Global-Lens Transformers: Adaptive Token Mixing for Dynamic Link Prediction¶
Conference: AAAI 2026 arXiv: 2511.12442 Code: N/A Area: Autonomous Driving / Graph Learning Keywords: dynamic graph learning, link prediction, attention mechanism replacement, adaptive token mixing, hierarchical aggregation
TL;DR¶
This paper proposes GLFormer, a lightweight attention-free Transformer framework for dynamic graph link prediction. It replaces self-attention with an adaptive token mixer conditioned on interaction order and temporal intervals, and employs a hierarchical aggregation mechanism to enlarge the temporal receptive field. GLFormer achieves performance on par with or superior to Transformer baselines across 6 benchmarks while substantially reducing computational complexity.
Background & Motivation¶
Dynamic graph learning is critical in domains such as traffic systems, social networks, and recommender systems. A core task is dynamic link prediction—forecasting whether two nodes will interact at a future time step.

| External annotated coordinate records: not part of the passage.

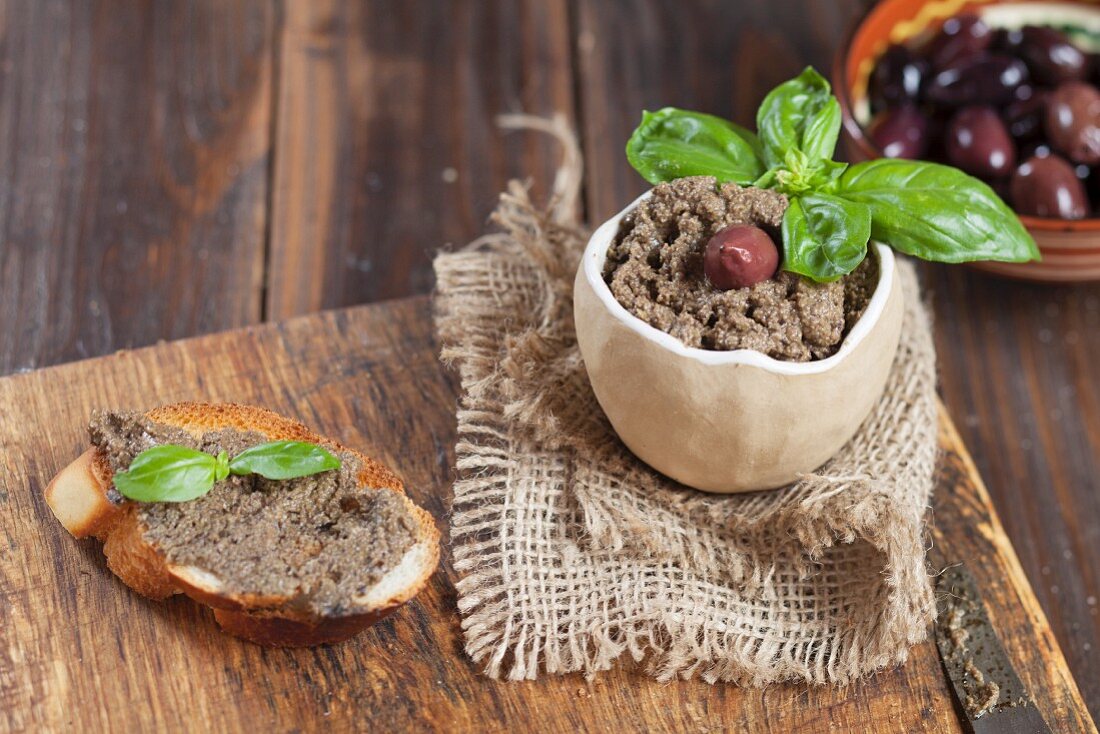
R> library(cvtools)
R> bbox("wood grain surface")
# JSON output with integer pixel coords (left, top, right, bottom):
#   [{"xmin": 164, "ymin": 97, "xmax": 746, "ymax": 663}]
[
  {"xmin": 0, "ymin": 299, "xmax": 1096, "ymax": 732},
  {"xmin": 266, "ymin": 0, "xmax": 573, "ymax": 318},
  {"xmin": 0, "ymin": 0, "xmax": 273, "ymax": 373},
  {"xmin": 0, "ymin": 0, "xmax": 1100, "ymax": 716}
]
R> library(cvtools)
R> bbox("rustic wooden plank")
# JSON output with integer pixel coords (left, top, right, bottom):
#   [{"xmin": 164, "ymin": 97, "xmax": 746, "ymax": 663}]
[
  {"xmin": 576, "ymin": 0, "xmax": 1100, "ymax": 715},
  {"xmin": 0, "ymin": 299, "xmax": 1095, "ymax": 732},
  {"xmin": 266, "ymin": 0, "xmax": 573, "ymax": 318},
  {"xmin": 0, "ymin": 0, "xmax": 274, "ymax": 373},
  {"xmin": 923, "ymin": 260, "xmax": 1100, "ymax": 716}
]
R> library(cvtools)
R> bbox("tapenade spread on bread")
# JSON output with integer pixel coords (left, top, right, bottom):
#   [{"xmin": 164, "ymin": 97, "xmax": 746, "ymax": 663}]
[{"xmin": 46, "ymin": 404, "xmax": 439, "ymax": 646}]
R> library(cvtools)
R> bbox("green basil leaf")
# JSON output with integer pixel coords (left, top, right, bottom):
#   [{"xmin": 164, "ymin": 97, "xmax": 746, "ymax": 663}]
[
  {"xmin": 757, "ymin": 66, "xmax": 840, "ymax": 166},
  {"xmin": 626, "ymin": 107, "xmax": 763, "ymax": 185},
  {"xmin": 114, "ymin": 446, "xmax": 218, "ymax": 502},
  {"xmin": 836, "ymin": 158, "xmax": 1040, "ymax": 263},
  {"xmin": 229, "ymin": 441, "xmax": 340, "ymax": 480},
  {"xmin": 782, "ymin": 194, "xmax": 871, "ymax": 283},
  {"xmin": 213, "ymin": 451, "xmax": 229, "ymax": 482}
]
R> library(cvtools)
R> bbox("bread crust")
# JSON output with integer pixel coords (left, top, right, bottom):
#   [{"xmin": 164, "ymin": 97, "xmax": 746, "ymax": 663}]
[{"xmin": 45, "ymin": 403, "xmax": 440, "ymax": 647}]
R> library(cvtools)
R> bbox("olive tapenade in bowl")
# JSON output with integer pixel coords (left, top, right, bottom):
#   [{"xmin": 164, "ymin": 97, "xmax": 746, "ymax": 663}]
[
  {"xmin": 573, "ymin": 69, "xmax": 1037, "ymax": 493},
  {"xmin": 574, "ymin": 187, "xmax": 903, "ymax": 493}
]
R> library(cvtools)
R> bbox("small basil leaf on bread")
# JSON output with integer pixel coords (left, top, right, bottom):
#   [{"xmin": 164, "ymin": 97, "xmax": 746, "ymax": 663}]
[
  {"xmin": 626, "ymin": 107, "xmax": 765, "ymax": 184},
  {"xmin": 783, "ymin": 194, "xmax": 871, "ymax": 282},
  {"xmin": 114, "ymin": 441, "xmax": 340, "ymax": 502},
  {"xmin": 114, "ymin": 446, "xmax": 218, "ymax": 502}
]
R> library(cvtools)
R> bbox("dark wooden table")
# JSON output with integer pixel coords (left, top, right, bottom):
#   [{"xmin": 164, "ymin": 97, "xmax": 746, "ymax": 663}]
[{"xmin": 0, "ymin": 0, "xmax": 1100, "ymax": 716}]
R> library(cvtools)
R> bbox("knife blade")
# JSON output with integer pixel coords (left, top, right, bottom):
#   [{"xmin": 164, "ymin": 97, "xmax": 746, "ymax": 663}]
[{"xmin": 936, "ymin": 563, "xmax": 1051, "ymax": 734}]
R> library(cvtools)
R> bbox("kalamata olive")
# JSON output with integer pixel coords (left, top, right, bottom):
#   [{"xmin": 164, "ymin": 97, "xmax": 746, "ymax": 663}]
[
  {"xmin": 947, "ymin": 107, "xmax": 1016, "ymax": 178},
  {"xmin": 989, "ymin": 28, "xmax": 1024, "ymax": 55},
  {"xmin": 1001, "ymin": 87, "xmax": 1047, "ymax": 142},
  {"xmin": 703, "ymin": 224, "xmax": 779, "ymax": 291},
  {"xmin": 867, "ymin": 105, "xmax": 928, "ymax": 158},
  {"xmin": 870, "ymin": 44, "xmax": 931, "ymax": 109},
  {"xmin": 1016, "ymin": 142, "xmax": 1054, "ymax": 161},
  {"xmin": 1045, "ymin": 81, "xmax": 1100, "ymax": 165},
  {"xmin": 1019, "ymin": 25, "xmax": 1089, "ymax": 85},
  {"xmin": 925, "ymin": 14, "xmax": 993, "ymax": 69},
  {"xmin": 1010, "ymin": 150, "xmax": 1089, "ymax": 219},
  {"xmin": 924, "ymin": 54, "xmax": 1029, "ymax": 107}
]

Existing methods commonly adopt Transformer architectures to capture long-range temporal dependencies in interaction sequences. The typical pipeline extracts structural information via time-aware random walks or memory networks, then applies Transformers to model temporal dependencies in historical interaction sequences. However, the quadratic complexity of self-attention with respect to sequence length makes such approaches difficult to scale on high-frequency or large-scale graphs. Furthermore, attention mechanisms aggregate all pairwise interactions indiscriminately, potentially amplifying noise and reducing generalization.
A key observation, inspired by MetaFormer and related work in computer vision, is that the success of Transformers may be attributed more to their overall architectural design (residual connections, FFN, etc.) than to self-attention per se. The authors verify this hypothesis through controlled experiments—replacing self-attention with pooling or MLP across five Transformer baselines on four datasets often yields comparable performance.
This motivates the central question: Can a simpler, attention-free architecture for dynamic graphs maintain representational capacity while significantly reducing computational overhead?
Method¶
Overall Architecture¶
The GLFormer pipeline consists of: 1. Embedding layer: Obtains initial neighbor embeddings using existing dynamic graph methods (TGN/TGAT/DyGFormer, etc.) 2. Adaptive token mixer: Replaces self-attention; performs local aggregation conditioned on interaction order and temporal intervals 3. Channel mixer: Standard FFN for learning inter-channel dependencies 4. Hierarchical aggregation: Multi-layer stacking to expand the temporal receptive field 5. Link prediction: An MLP decoder predicts link probability from the temporal representations of node pairs
Key Designs¶
-
Adaptive Token Aggregation Module:
- Function: For each neighbor \(u_i\), aggregates information from its most recent \(M\) neighbors via weighted summation.
- Mechanism: The aggregation weight \(\alpha_p^i = \beta \mathbf{w}_p + (1 - \beta) \theta_p^i\) fuses two components:
- Order weight \(\mathbf{w}_p\): A learnable parameter capturing the importance of interaction order.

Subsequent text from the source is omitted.